Critical Path Project
- Website type: Interview Archive
- Available in: English
- Headquarters: Los Angeles, California, U.S.
- Owner: Artifact
- Creator: David Grabias
- Website: www.criticalpathproject.com
- Launched: July 23, 2012; 14 years ago
- Current status: Inactive

= Critical Path Project =

Video archive of video game developer interviews

The Critical Path Project (stylized CRITICAL///PATH) was a video archive of interviews with video game designers and developers.

Launched on July 23, 2012, Critical Path contained over 1,000 videos of interviews with over 100 developers, conducted between 2010 and 2016. According to director David Grabias, the project's goals include:

- To provide a documentary-based venue for critical discussion about the art of making video games.
- To provide developers with a place where they can come for inspiration.
- To provide players with insight into their game experience.
- To make gamers aware of the great minds behind the great games.
- To document the current state of game development for future generations.

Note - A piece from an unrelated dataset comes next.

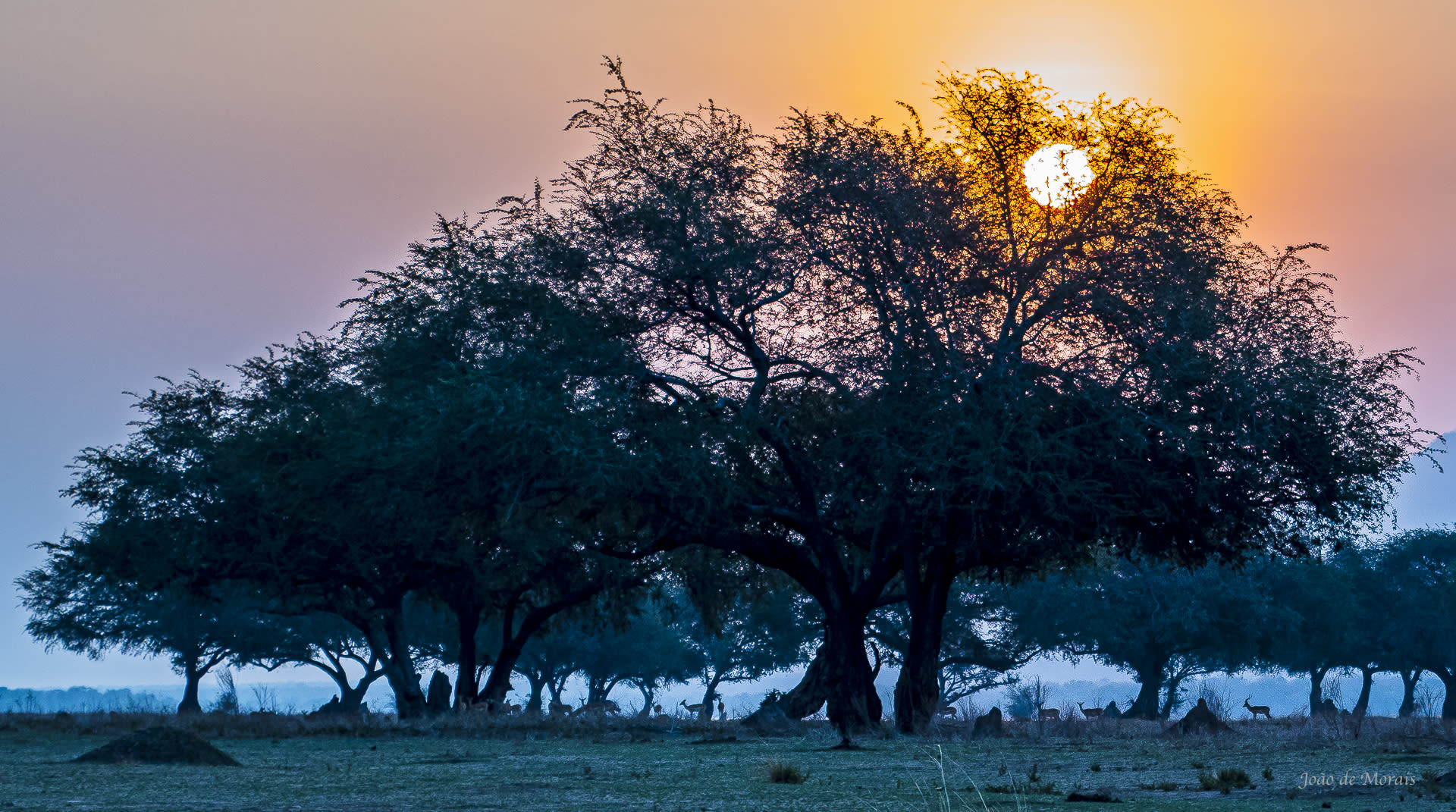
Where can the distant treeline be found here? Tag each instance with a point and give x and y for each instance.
(721, 402)
(79, 699)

Topics covered in the interviews include violence in games, methods of storytelling, game mechanics, player interaction, psychology behind playing games, commercialism in the industry, and the future of video games, among others.

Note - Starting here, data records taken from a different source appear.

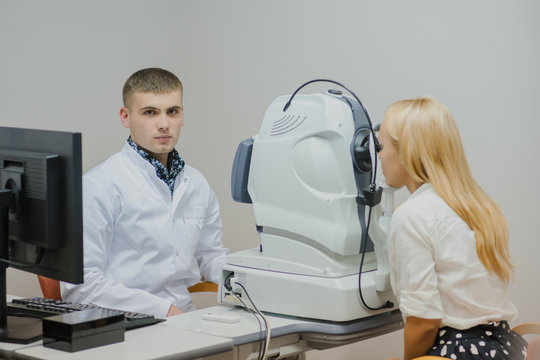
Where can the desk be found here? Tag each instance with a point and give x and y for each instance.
(291, 337)
(189, 336)
(151, 342)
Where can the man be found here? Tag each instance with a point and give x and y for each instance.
(151, 222)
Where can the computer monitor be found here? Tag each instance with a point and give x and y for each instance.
(40, 214)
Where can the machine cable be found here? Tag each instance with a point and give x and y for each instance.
(263, 341)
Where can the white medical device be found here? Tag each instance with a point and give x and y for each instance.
(305, 173)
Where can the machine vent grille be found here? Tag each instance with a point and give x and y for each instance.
(286, 124)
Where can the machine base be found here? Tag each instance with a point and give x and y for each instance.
(322, 298)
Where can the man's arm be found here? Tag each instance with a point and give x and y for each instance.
(211, 255)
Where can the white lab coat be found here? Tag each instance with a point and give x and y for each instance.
(142, 248)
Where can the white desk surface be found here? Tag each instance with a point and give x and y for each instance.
(151, 342)
(246, 330)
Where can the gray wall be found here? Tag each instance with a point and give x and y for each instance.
(63, 63)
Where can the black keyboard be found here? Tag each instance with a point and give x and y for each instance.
(42, 307)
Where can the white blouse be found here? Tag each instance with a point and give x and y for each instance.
(435, 271)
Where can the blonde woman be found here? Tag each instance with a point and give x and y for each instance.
(448, 242)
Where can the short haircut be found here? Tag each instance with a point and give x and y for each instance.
(154, 80)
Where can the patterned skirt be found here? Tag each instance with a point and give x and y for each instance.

All clips on the site were available for free viewing online, and there were plans to release a full-length documentary in the future. According to its copyright notice, the site shut down in 2016, so the latter never happened. As of 2026, all the videos from the now inactive website are available on the Critical Path YouTube channel.

==Interview Subjects==
The site currently features video clips with interviews from the following notable developers, among others:

- Ernest Adams
- Brian Allgeier
- Stig Asmussen
- Chris Avellone
- Daniel Benmergui
- Cliff Bleszinski
- Ian Bogost
- Nolan Bushnell
- David Cage
- John Carmack
- Jenova Chen and Kellee Santiago
- Brendon Chung
- Michael Condrey
- N'Gai Croal
- Don Daglow
- Patrice Désilets
- Denis Dyack
- Noah Falstein
- Josef Fares
- Tracy Fullerton
- Toby Gard
- Richard Garriott
- Steve Gaynor
- Ron Gilbert
- Auriea Harvey
- Trip Hawkins
- Chris Hecker
- David Helgason
- Richard Hilleman
- Clint Hocking
- Todd Howard
- Rod Humble
- Robin Hunicke
- Kenji Inafune
- Toru Iwatani
- Marcin Iwinski
- Daniel James
- David Jones
- Hideo Kojima
- Raph Koster
- Frank Lantz
- Ken Levine
- Laralyn McWilliams
- Jordan Mechner
- Sid Meier
- Peter Molyneux
- Ray Muzyka and Greg Zeschuk
- Frank O'Connor
- Yoshinori Ono
- Rob Pardo
- Randy Pitchford
- Rhianna Pratchett
- Zoë Quinn
- Amir Rao
- Siobhan Reddy
- Warren Robinett
- Jason Rohrer
- Tim Schafer
- Jesse Schell
- Glen Schofield
- Harvey Smith
- Warren Spector
- Joseph Staten
- Davey Wreden
- Will Wright
- Brianna Wu
- Vince Zampella
- Eric Zimmerman

==Discussion==
A few quotes from the site have raised discussions between critics and fans alike. For example, Metal Gear Solid Director Hideo Kojima (famous for his cinematic narrative scenes) mentions that he's "not trying to tell a story." Sid Meier says he's "failed as a designer" when players use cheats, causing some stir with gamers when they discovered an all-powerful Sid Meier character in the latest Firaxis release, X-COM: Enemy Unknown.

The archive presents a variety of differing opinions from developers. For example, Cliff Bleszinski speaks about creating empowerment fantasies for players, while Warren Spector condemns the practice. Sid Meier says that "micromanagement is not fun" and other developers, like Fable's Peter Molyneux, Ultima's Richard Garriott, and others attempt to create games that give the player as much freedom and decision-making as possible.